We also analyze the common pathways associated with the common genes in both the stages and observe the changes in their expression values as the disease progresses from the non-metastatic to the metastatic stage. This is shown in Table 3. Among all the genes which are common to the two stages, they show a decrease in their expression value in the two stages.

Table 3 Expression value of genes involved in common pathways in both the stages.

The role of these common pathways in terms of the disease is highlighted here.

  • Cytokine-cytokine pathway: Cytokines are released whenever there is some infection or inflammation so as to hamper the tumor’s development. Carcinogens can also respond to the host with cytokines so as to promote growth and spreading of the disease to other organs15.

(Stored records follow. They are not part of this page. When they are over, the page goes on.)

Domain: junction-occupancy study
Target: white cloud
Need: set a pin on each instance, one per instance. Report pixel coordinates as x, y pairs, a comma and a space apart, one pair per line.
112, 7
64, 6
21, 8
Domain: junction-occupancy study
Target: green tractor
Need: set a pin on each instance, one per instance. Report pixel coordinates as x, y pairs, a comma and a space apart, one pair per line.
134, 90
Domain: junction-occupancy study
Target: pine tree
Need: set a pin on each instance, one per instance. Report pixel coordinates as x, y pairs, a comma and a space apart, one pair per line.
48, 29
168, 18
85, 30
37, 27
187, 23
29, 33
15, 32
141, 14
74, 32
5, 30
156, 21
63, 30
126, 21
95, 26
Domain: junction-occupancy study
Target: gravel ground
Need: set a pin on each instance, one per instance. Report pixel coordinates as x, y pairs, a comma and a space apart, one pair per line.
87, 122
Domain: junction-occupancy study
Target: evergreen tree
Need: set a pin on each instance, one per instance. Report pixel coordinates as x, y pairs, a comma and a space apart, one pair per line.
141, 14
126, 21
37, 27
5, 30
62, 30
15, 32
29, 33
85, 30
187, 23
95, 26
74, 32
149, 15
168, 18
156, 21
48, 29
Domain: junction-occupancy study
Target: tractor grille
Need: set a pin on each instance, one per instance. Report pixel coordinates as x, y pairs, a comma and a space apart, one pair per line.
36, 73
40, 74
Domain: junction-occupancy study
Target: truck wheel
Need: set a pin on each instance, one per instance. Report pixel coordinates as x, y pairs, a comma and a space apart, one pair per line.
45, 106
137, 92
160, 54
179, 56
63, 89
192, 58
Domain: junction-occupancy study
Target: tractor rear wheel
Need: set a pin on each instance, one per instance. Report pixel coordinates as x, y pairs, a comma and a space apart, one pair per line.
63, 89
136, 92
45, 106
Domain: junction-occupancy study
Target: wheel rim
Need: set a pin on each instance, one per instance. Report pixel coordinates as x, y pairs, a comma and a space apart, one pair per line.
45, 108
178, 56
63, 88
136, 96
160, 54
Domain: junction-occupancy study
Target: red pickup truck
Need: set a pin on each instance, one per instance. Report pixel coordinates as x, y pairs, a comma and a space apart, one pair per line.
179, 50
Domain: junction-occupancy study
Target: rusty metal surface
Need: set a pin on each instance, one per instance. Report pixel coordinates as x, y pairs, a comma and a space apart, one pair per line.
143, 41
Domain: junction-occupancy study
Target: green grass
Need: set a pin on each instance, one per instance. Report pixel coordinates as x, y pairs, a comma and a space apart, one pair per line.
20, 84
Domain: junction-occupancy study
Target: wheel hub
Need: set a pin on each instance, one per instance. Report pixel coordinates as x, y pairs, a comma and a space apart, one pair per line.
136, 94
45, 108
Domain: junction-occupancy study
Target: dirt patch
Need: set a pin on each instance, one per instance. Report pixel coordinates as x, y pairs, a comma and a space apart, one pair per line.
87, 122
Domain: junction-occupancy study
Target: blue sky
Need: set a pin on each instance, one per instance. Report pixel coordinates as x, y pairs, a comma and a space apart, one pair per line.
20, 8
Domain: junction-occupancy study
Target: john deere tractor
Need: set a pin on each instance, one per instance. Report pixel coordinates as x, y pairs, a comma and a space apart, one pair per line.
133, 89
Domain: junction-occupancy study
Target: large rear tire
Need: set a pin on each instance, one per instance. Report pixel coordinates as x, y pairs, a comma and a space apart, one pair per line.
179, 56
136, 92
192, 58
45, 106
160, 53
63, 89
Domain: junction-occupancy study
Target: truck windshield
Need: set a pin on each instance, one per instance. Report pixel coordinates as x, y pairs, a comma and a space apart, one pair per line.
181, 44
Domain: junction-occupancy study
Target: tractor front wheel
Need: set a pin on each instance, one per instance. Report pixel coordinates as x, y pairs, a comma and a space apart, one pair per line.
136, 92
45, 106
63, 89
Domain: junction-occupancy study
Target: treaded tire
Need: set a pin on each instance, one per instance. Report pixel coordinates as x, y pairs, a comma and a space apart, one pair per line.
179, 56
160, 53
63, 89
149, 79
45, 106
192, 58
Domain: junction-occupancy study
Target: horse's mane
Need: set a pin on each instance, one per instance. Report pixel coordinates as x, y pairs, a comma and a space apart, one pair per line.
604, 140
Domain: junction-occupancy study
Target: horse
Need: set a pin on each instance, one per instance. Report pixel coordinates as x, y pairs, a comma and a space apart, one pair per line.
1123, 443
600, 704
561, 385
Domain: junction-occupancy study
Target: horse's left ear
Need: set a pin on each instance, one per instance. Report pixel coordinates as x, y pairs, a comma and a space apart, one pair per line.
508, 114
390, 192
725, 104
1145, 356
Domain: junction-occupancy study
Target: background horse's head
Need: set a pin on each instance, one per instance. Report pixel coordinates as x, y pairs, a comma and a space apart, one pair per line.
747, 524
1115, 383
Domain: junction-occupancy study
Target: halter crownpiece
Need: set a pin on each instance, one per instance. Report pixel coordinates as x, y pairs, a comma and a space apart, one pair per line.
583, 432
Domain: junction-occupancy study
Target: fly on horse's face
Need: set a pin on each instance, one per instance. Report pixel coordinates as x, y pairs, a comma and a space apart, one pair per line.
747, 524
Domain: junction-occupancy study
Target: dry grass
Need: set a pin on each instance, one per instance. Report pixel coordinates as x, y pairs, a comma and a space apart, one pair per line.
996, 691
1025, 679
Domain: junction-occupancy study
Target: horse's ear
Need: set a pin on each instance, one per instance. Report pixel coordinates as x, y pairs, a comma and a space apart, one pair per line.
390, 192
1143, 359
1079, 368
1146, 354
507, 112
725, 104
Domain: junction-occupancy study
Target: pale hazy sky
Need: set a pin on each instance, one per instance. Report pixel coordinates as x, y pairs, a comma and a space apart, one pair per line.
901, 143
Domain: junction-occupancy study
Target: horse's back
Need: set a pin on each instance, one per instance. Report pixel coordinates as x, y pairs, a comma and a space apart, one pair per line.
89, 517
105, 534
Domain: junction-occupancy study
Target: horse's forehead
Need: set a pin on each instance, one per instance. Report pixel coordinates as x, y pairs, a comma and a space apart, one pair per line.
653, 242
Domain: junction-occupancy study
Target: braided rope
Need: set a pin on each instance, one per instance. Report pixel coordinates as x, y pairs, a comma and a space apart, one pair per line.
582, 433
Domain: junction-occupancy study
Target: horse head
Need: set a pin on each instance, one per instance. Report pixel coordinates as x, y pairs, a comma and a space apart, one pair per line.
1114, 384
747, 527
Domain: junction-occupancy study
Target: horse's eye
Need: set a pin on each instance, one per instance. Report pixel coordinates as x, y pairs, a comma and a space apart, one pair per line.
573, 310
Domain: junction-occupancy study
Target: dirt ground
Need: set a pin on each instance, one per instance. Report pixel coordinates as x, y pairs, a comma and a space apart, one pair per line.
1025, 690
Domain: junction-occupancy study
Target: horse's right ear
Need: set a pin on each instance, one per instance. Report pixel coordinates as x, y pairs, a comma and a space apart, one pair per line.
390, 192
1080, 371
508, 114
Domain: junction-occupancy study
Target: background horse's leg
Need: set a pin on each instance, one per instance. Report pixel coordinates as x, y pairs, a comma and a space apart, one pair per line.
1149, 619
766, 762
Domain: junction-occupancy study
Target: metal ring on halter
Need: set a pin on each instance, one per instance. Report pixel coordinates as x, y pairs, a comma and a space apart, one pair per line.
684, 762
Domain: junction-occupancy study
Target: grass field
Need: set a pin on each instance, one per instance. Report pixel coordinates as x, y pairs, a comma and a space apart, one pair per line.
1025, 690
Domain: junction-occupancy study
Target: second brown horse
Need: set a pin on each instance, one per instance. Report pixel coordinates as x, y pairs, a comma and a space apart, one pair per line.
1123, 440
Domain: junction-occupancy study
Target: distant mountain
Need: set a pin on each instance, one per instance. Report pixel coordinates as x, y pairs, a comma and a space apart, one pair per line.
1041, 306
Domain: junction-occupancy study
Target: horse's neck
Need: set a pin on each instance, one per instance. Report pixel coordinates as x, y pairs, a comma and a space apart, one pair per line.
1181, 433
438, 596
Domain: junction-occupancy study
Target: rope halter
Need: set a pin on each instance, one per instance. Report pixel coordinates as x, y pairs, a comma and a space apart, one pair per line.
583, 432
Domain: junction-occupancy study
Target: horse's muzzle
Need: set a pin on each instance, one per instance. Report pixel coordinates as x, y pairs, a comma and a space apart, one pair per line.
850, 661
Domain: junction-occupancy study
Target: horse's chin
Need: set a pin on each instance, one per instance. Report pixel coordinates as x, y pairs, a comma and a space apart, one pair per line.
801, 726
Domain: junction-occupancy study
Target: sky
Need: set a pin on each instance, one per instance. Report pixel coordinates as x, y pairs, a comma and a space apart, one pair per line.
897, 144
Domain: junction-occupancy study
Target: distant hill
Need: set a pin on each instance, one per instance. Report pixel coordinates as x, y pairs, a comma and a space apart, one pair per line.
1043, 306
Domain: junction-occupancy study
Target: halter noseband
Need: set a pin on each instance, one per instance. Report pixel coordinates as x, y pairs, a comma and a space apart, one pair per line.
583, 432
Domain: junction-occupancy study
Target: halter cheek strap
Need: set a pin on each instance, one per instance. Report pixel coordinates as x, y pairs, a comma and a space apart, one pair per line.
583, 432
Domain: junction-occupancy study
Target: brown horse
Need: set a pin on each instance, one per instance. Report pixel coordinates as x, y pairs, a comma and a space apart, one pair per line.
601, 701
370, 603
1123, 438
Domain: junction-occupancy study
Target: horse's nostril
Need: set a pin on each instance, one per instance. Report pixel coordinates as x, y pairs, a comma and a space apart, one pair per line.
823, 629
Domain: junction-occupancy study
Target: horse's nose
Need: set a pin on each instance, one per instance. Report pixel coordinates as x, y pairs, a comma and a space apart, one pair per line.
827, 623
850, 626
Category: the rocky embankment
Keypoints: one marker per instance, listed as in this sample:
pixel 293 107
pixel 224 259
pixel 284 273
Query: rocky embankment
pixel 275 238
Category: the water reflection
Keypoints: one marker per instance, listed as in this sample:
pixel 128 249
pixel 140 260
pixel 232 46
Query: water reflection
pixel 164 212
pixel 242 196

  • Chemokine signaling pathway: Expression values of chemokines are changed in many forms of malignancies and eventually lead to disturbed chemokine signalling pathway16.

  • p53signaling pathway: p53 loss can disrupt metastasis related pathways. However, transcriptionally defective TP53 mutants can promote metastasis stage of cancer17.

  • Wnt signaling pathway: Activity of the Wnt/β-catenin signalling pathway plays a significant role during the development of breast cancer18.

  • Tryptophan metabolism: Higher expression of enzymes involved in tryptophan degradation is known to be associated with several forms of cancer such as lung cancer, breast cancer and melanoma19.

  • Toll-like receptor signaling pathway: Toll like receptor signaling in tumor cells play a role in aggressive behavior of tumor by excessive secretion of cytokines/chemokines20.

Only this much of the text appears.